The detective says they had enough from the wire and heard the suspects were bringing a large quantity into Montana.
“We knew it was time to make arrests,” he said
After the arrests the U.S. Attorney’s Office took control of the case. The plea deals were signed and sentencing hearings held at a steady pace.
Ocegueda-Ruiz was convicted at trial of conspiracy to possess with intent to distribute methamphetamine, possession with intent to distribute methamphetamine, possession of a firearm in furtherance of a drug trafficking crime, felon in possession of a firearm and illegal alien in possession of a firearm. He received a life sentence plus five years to be served in federal prison.

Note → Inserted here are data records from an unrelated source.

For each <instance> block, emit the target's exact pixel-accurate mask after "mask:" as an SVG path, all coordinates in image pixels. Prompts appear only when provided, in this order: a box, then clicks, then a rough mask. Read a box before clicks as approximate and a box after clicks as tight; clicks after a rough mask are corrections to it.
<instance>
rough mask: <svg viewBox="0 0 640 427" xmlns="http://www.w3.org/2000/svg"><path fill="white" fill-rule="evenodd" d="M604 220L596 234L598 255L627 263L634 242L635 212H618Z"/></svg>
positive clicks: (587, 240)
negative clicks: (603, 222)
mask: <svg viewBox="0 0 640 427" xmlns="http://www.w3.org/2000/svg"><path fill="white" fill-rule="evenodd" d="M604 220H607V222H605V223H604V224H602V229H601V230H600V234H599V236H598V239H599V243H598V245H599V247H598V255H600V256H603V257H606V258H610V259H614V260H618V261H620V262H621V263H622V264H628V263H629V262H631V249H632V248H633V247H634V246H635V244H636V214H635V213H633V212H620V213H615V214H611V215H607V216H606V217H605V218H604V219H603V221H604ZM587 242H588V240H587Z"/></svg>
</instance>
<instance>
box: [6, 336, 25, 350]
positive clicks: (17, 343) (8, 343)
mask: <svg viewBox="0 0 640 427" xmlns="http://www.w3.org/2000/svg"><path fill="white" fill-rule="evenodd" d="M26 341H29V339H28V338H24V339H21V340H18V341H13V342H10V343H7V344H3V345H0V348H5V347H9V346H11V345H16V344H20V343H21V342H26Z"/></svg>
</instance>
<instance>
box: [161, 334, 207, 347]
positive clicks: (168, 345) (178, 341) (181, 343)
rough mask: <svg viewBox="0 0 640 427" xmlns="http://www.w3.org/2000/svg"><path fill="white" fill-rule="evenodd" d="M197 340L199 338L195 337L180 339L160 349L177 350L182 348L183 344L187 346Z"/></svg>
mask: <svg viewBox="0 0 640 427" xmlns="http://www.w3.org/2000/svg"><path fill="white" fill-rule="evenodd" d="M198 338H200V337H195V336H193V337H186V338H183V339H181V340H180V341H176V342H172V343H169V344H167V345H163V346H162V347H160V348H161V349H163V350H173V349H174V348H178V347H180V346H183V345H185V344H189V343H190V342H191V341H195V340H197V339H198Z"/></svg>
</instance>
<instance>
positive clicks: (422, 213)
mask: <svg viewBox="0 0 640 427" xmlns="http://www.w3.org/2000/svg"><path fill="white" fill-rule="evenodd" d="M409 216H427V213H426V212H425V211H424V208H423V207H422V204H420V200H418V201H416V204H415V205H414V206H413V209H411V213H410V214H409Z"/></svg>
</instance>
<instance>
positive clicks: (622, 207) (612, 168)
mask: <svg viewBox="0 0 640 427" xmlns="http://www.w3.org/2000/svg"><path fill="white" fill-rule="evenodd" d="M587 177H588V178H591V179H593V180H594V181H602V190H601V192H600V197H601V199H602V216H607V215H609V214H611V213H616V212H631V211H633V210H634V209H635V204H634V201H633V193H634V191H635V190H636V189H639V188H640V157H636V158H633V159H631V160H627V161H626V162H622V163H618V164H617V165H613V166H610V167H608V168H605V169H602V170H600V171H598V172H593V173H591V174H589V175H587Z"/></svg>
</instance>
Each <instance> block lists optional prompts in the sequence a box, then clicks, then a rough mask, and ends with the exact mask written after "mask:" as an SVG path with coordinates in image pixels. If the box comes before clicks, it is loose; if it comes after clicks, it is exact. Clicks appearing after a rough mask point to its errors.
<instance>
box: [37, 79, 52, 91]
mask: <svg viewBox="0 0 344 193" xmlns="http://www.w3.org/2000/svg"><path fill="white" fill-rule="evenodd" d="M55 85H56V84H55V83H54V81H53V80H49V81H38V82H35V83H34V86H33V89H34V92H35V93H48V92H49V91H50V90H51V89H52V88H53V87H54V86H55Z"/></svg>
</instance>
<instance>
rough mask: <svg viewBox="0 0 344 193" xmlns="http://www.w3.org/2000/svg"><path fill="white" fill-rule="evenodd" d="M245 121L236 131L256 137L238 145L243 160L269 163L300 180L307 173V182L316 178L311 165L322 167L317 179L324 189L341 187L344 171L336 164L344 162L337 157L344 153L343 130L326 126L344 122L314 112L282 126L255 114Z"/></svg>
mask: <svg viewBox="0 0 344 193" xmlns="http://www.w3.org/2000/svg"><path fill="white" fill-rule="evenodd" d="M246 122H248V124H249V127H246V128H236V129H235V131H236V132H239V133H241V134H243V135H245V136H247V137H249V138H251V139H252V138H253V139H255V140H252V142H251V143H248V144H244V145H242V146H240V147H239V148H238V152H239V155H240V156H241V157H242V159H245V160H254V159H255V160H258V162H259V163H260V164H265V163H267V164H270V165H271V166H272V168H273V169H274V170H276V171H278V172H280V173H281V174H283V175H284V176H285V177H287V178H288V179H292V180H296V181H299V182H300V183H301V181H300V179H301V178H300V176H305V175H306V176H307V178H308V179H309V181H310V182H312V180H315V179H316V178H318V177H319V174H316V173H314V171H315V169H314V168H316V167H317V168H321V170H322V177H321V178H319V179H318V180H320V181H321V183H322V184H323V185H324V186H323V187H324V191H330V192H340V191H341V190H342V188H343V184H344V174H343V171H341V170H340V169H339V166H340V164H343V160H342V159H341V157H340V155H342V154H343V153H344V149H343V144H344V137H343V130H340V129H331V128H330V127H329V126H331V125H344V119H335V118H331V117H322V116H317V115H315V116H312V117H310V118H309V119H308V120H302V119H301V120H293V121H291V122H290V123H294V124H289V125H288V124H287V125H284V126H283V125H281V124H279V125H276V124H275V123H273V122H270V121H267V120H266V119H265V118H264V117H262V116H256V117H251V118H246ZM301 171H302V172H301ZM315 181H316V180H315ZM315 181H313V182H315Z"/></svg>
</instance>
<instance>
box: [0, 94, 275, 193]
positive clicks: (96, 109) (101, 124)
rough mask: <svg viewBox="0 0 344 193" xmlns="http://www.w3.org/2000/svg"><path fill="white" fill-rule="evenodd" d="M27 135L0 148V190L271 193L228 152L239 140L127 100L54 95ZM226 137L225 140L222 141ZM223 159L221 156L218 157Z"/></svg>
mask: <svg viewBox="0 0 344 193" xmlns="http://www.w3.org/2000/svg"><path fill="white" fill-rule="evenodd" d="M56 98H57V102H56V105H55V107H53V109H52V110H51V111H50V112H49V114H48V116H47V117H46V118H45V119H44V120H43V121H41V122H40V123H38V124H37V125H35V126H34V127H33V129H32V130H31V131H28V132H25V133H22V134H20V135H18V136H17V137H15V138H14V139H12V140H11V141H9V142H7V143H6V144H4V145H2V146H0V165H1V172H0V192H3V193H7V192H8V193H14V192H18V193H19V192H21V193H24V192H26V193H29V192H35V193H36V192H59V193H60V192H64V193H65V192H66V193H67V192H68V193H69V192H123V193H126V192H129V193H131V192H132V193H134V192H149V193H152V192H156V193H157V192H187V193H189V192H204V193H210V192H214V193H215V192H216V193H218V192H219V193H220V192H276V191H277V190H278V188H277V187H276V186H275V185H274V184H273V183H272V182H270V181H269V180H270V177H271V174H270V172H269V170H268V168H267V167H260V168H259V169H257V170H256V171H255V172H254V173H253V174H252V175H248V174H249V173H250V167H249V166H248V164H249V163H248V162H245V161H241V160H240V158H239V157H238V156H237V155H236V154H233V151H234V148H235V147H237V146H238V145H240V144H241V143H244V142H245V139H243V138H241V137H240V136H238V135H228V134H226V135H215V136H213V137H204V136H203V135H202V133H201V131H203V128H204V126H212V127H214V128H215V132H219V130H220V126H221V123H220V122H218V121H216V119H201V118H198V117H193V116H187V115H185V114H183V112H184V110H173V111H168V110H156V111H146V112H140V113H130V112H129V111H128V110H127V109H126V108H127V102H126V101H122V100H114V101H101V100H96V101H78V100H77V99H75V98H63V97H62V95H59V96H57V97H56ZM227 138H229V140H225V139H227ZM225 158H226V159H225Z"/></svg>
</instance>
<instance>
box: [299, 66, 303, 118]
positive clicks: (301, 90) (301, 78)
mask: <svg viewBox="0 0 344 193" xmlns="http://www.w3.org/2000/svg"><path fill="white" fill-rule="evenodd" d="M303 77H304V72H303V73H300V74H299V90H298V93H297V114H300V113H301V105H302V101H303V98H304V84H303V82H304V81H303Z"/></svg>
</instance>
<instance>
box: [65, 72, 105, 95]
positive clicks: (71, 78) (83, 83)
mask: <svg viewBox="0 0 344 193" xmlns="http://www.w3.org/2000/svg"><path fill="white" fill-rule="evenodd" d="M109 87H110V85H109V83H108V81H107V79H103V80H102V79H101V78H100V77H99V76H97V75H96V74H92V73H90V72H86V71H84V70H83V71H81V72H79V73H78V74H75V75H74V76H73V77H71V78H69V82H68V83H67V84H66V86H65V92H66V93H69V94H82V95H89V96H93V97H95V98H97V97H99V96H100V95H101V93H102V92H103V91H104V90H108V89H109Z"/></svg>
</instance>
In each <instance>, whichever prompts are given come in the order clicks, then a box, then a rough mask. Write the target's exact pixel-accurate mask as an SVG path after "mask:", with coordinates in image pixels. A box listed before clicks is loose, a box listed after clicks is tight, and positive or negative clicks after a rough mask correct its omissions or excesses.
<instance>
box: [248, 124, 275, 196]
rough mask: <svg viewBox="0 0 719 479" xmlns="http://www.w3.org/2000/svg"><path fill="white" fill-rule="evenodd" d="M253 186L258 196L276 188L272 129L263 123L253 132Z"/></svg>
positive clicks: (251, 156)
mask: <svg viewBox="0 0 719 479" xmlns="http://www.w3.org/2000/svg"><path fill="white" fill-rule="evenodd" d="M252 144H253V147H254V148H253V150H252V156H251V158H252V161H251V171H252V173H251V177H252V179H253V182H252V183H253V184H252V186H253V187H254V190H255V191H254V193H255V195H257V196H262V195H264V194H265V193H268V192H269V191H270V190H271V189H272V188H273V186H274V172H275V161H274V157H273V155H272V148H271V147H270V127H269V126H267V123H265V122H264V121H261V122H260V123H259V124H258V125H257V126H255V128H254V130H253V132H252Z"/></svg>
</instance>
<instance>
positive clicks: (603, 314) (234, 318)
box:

Leland was sentenced to more than seven years in federal prison for conspiracy to possess with intent to distribute methamphetamine, conspiracy to commit money laundering and conspiracy involving a firearm and drug trafficking crime.
Rodriguez was the last defendant to be sentenced. He received more than 22 years in federal prison for conspiracy to possess with intent to distribute methamphetamine, conspiracy to possess firearms in furtherance of the commission of a drug trafficking crime and conspiracy to commit money laundering at a hearing last June.
“I hope this wiped out a significant source,” United States District Court Judge Brian Morris said at the hearing. “I hope this provides more than temporary reprieve.”
But meth is still here.
“Someone always steps in to take the place of those arrested because there is money to be made,” the detective explained.
“The biggest drug we’re dealing with in Montana is meth. It’s almost omnipresent,” noted Montana State Crime Lab Forensic Toxicologist Scott Schlueter. “It’s not slowing down.”
Meth is still being driven to and even mailed to Montana, according to Grubb.
The men and women investigating drug trafficking operations continue to search for the sources of meth coming to Montana.
The detective says the operations are not as big as “Crystal Highway,” but meth is coming in by pounds, concealed in secret compartments of vehicles.
“We have a lot of smart people in jail,” Edwards said of the methods suspects use to traffic narcotics. “If only they’d use that business sense and be a productive citizen.”
Three California men were arrested last November and charged in Montana’s 8th Judicial District (Cascade County) with trafficking meth into Great Falls from California.
According to court documents, Cesar Christian Sanchez-Lopez, Robert Jaramillo and Victor Castro were arrested during a traffic stop initiated by the Cascade County Sheriff’s Office after tips were shared with the task force.
Investigators obtained a search warrant for the vehicle and found 1.86 pounds of meth hidden in a compartment near the electronic wiring area that was accessible from the glove compartment. Reports indicate the drugs were located with the assistance of a GFPD K-9, despite being heat-sealed in plastic and packed with yellow mustard, a method used to mask the scent of narcotics.
“Our officers statewide are doing a great job,” Lockerby explained. “They don’t give up. They may get frustrated, but they’ve stopped a lot of dope coming in.”
And they’ll continue to do so.
“Would we do another one? Yeah,” the detective said of another large-scale operation. “It was worth it for our community.”
While Lockerby commends the officers working narcotics cases, he says drug arrests alone will not solve Montana’s meth problem.
“There has to be more than the enforcement side,” he said.
Morris echoed the notion that the demand for narcotics must be addressed at Rodriguez’s sentencing hearing, calling it a “vacuum sucking meth into our community.”